A transformation of the form 1 and 18, that is, that obeys

 $\displaystyle \overline{q}_{i}$ $\displaystyle =$ $\displaystyle \overline{q}_{i}\left(q_{1},\ldots,q_{n}\right)\ \ \ \ \ (21)$ $\displaystyle \overline{p}_{i}$ $\displaystyle =$ $\displaystyle \sum_{j}\frac{\partial q_{j}}{\partial\overline{q}_{i}}p_{j} \ \ \ \ \ (22)$

is called a point transformation.

In the ${2n}$-dimensional phase space of the Hamiltonian formalism, where ${q}$ and ${p}$ are the variables rather than the ${q}$ and ${\dot{q}}$ used in the Lagrangian, we can envision a more general transformation in which

 $\displaystyle \overline{q}_{i}$ $\displaystyle =$ $\displaystyle \overline{q}_{i}\left(q,p\right)\ \ \ \ \ (23)$ $\displaystyle \overline{p}_{i}$ $\displaystyle =$ $\displaystyle \overline{p}_{i}\left(q,p\right) \ \ \ \ \ (24)$

In such a general transformation, there’s no guarantee that 18 is satisfied, so such transformations need not be point transformations (though they could be).

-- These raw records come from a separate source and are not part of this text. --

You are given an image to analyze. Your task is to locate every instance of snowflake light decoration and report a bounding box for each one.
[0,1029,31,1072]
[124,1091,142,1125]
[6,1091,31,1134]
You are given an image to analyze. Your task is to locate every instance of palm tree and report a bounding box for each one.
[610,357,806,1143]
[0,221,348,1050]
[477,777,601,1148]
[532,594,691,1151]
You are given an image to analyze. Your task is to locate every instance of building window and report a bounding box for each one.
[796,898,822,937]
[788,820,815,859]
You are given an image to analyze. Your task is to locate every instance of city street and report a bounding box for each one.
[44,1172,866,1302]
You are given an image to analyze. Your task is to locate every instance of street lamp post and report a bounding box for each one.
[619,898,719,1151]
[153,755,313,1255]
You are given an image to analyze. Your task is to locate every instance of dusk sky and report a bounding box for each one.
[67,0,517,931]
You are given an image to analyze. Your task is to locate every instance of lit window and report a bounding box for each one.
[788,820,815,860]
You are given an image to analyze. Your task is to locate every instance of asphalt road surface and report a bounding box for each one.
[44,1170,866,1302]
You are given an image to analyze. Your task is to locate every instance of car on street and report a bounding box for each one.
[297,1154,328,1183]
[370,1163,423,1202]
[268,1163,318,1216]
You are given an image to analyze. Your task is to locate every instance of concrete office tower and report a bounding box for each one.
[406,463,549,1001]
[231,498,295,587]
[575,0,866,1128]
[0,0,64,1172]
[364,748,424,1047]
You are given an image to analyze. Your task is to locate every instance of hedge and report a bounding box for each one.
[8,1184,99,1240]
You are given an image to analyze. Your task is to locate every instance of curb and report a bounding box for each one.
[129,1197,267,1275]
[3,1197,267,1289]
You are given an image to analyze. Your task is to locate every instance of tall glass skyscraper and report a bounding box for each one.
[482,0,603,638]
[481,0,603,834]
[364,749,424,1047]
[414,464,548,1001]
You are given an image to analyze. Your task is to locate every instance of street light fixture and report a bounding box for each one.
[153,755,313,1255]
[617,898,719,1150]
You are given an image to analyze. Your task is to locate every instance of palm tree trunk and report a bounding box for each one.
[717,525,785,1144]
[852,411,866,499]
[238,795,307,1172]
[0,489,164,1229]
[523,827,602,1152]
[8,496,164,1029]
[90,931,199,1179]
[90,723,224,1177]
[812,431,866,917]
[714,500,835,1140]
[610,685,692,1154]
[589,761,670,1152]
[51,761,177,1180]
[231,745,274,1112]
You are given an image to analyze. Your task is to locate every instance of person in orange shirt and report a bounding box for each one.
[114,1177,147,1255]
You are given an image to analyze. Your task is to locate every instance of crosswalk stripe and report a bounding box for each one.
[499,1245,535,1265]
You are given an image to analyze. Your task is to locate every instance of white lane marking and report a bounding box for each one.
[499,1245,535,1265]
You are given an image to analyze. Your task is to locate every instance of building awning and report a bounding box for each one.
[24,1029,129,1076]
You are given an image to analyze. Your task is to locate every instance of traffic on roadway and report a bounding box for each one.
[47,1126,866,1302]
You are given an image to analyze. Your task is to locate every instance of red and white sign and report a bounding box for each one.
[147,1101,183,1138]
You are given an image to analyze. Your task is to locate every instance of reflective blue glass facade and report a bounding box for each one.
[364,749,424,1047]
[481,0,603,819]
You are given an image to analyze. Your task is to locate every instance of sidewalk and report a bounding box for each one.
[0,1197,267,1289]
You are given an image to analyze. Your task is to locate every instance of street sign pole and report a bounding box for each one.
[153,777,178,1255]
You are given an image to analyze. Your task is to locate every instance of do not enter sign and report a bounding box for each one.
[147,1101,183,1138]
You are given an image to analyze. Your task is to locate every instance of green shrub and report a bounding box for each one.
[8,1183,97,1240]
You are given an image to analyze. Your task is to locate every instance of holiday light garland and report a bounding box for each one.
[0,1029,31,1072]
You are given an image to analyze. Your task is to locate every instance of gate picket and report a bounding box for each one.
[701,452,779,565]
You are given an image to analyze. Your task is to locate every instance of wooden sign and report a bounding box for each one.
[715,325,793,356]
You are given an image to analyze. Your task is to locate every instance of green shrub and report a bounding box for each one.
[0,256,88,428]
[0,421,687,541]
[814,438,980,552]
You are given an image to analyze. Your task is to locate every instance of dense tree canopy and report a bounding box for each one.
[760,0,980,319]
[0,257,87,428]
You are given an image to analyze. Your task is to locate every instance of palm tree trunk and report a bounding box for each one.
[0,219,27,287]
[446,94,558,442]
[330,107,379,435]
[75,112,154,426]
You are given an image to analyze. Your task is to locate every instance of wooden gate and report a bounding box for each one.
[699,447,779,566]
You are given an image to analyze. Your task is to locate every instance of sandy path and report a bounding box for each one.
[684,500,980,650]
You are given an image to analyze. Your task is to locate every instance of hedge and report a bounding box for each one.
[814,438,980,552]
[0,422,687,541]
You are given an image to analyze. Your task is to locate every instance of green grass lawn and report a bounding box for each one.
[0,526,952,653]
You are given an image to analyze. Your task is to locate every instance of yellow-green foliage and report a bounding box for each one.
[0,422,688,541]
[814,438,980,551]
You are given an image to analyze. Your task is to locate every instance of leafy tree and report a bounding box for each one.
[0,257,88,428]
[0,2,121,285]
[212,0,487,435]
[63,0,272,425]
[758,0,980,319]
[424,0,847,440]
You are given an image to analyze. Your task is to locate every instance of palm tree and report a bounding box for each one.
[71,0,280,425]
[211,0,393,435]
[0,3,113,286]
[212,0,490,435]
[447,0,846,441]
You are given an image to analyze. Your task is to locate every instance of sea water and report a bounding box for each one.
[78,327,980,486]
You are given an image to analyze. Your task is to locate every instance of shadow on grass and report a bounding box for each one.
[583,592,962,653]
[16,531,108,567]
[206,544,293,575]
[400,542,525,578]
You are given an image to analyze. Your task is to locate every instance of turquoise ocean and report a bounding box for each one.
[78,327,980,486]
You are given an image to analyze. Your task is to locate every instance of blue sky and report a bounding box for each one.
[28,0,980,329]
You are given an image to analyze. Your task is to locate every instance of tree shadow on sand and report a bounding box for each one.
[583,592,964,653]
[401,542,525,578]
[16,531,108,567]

There’s also no guarantee that the momenta are related to the Lagrangian by 14, and thus Hamilton’s equations may not be satisfied.

However, a set of coordinates ${\left(\overline{q},\overline{p}\right)}$ that does satisfy Hamilton’s equations 19 and 20 is known as a canonical transformation.